Contoh yang paling sederhana bisa diambil dari kesepakatan para petani jagung dalam satu desa, misalnya, untuk mengolah hasil panen jagungnya menjadi makanan olahan. Artinya mereka bersepakat untuk tidak menjual jagung dalam bentuk biji atau masih bertongkol. Kesepakatan itu barangkali juga bisa menyangkut waktu- waktu produksi, tata cara pembuatan dan penjualan makanan olahan. Sukses atas permufakatan mereka juga akan ditentukan oleh seberapa kuat  mereka menjaga dan bersiteguh terhadap komitmen atas apa- apa yang mereka sepakati.

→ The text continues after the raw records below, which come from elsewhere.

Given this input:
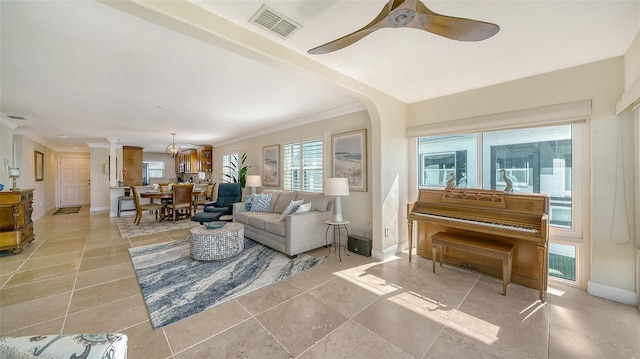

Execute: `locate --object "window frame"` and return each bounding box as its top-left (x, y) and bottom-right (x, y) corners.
top-left (282, 136), bottom-right (326, 193)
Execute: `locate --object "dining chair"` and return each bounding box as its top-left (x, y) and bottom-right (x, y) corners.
top-left (131, 185), bottom-right (162, 226)
top-left (193, 183), bottom-right (216, 214)
top-left (167, 183), bottom-right (193, 223)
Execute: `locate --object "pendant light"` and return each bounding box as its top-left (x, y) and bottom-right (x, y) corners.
top-left (167, 132), bottom-right (182, 157)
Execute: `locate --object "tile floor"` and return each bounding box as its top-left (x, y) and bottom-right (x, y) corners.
top-left (0, 207), bottom-right (640, 359)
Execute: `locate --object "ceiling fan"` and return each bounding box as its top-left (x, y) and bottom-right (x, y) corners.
top-left (307, 0), bottom-right (500, 55)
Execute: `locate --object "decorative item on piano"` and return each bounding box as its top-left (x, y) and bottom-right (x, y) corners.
top-left (446, 173), bottom-right (456, 189)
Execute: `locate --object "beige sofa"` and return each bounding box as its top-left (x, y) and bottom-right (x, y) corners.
top-left (233, 190), bottom-right (333, 256)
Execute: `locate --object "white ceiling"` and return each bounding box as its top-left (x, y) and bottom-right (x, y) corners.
top-left (0, 0), bottom-right (640, 152)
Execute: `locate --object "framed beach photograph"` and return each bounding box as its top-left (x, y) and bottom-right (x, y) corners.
top-left (33, 151), bottom-right (44, 181)
top-left (262, 145), bottom-right (280, 186)
top-left (331, 129), bottom-right (367, 192)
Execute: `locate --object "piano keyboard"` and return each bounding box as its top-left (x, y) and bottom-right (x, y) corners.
top-left (413, 212), bottom-right (540, 234)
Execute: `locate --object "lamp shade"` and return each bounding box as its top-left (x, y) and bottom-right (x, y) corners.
top-left (245, 175), bottom-right (262, 187)
top-left (324, 178), bottom-right (349, 197)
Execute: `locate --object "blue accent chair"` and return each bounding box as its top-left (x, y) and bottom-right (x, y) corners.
top-left (204, 183), bottom-right (242, 216)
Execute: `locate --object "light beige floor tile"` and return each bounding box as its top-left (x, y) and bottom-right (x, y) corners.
top-left (256, 294), bottom-right (347, 356)
top-left (64, 295), bottom-right (149, 333)
top-left (175, 319), bottom-right (291, 359)
top-left (0, 292), bottom-right (71, 333)
top-left (549, 295), bottom-right (640, 351)
top-left (353, 298), bottom-right (445, 358)
top-left (120, 321), bottom-right (171, 359)
top-left (425, 328), bottom-right (536, 359)
top-left (286, 265), bottom-right (334, 290)
top-left (308, 278), bottom-right (379, 318)
top-left (451, 288), bottom-right (549, 358)
top-left (69, 277), bottom-right (141, 314)
top-left (549, 324), bottom-right (640, 359)
top-left (80, 252), bottom-right (131, 271)
top-left (20, 250), bottom-right (82, 270)
top-left (3, 317), bottom-right (64, 337)
top-left (236, 281), bottom-right (302, 315)
top-left (0, 274), bottom-right (76, 307)
top-left (76, 262), bottom-right (135, 289)
top-left (6, 263), bottom-right (78, 286)
top-left (298, 320), bottom-right (414, 359)
top-left (163, 301), bottom-right (250, 353)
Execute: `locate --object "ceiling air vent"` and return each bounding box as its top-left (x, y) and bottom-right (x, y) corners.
top-left (249, 5), bottom-right (302, 39)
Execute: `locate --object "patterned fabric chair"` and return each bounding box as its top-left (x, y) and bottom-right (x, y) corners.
top-left (131, 185), bottom-right (162, 225)
top-left (167, 183), bottom-right (193, 223)
top-left (204, 183), bottom-right (242, 215)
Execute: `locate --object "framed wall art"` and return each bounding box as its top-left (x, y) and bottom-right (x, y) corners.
top-left (331, 129), bottom-right (367, 192)
top-left (33, 151), bottom-right (44, 181)
top-left (262, 145), bottom-right (280, 186)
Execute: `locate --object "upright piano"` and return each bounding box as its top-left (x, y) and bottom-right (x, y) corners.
top-left (407, 188), bottom-right (549, 300)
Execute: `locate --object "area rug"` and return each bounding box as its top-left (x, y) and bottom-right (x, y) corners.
top-left (129, 238), bottom-right (323, 329)
top-left (53, 206), bottom-right (82, 216)
top-left (118, 213), bottom-right (200, 238)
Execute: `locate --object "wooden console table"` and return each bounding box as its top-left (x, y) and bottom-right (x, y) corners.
top-left (0, 189), bottom-right (35, 254)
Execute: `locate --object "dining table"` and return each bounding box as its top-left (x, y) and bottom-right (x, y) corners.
top-left (140, 189), bottom-right (206, 222)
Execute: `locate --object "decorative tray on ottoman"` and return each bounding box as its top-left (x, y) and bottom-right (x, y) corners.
top-left (205, 221), bottom-right (226, 229)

Dalam perjalanan dan dinamika persyarikatan mereka, tak aka nada yang berharap salah satu atau Sebagian dari mereka merujuk pada hasil- hasil keputusan kelompok lain yang bersyarikat dengan tujuan lain meskipun mungkin anggota komunitasnya sama – sama petni jagung.

Jadi, ketika seseorang telah menyatakan bersyarikat atau mengikuti suatu persyarikatan, ia pasti akan mengikatkan diri dengan segala sesuatu yang terkait dengan persyarikatan yang diikutinya, baik produk-produk sosial, ekonomi, hukum dan bahkan ideologi.

Dengan kata lain, keterikatan orang per orang dalam suatu persyarikatan sesungguhnya tidak bisa dianalogkan dengan kata- kata selain setia, berjalan dan berjuang Bersama serta mentaati kaidah – kaidah persyarikatan yang telah disepakati. Jika masih melihat jalan atau ingin memilih jalan lain, maka sebaiknya segera saja mengambil keputusan yang jelas bahwa ia akan berada di mana supaya dinamika persyarikatan tidak terganggu. 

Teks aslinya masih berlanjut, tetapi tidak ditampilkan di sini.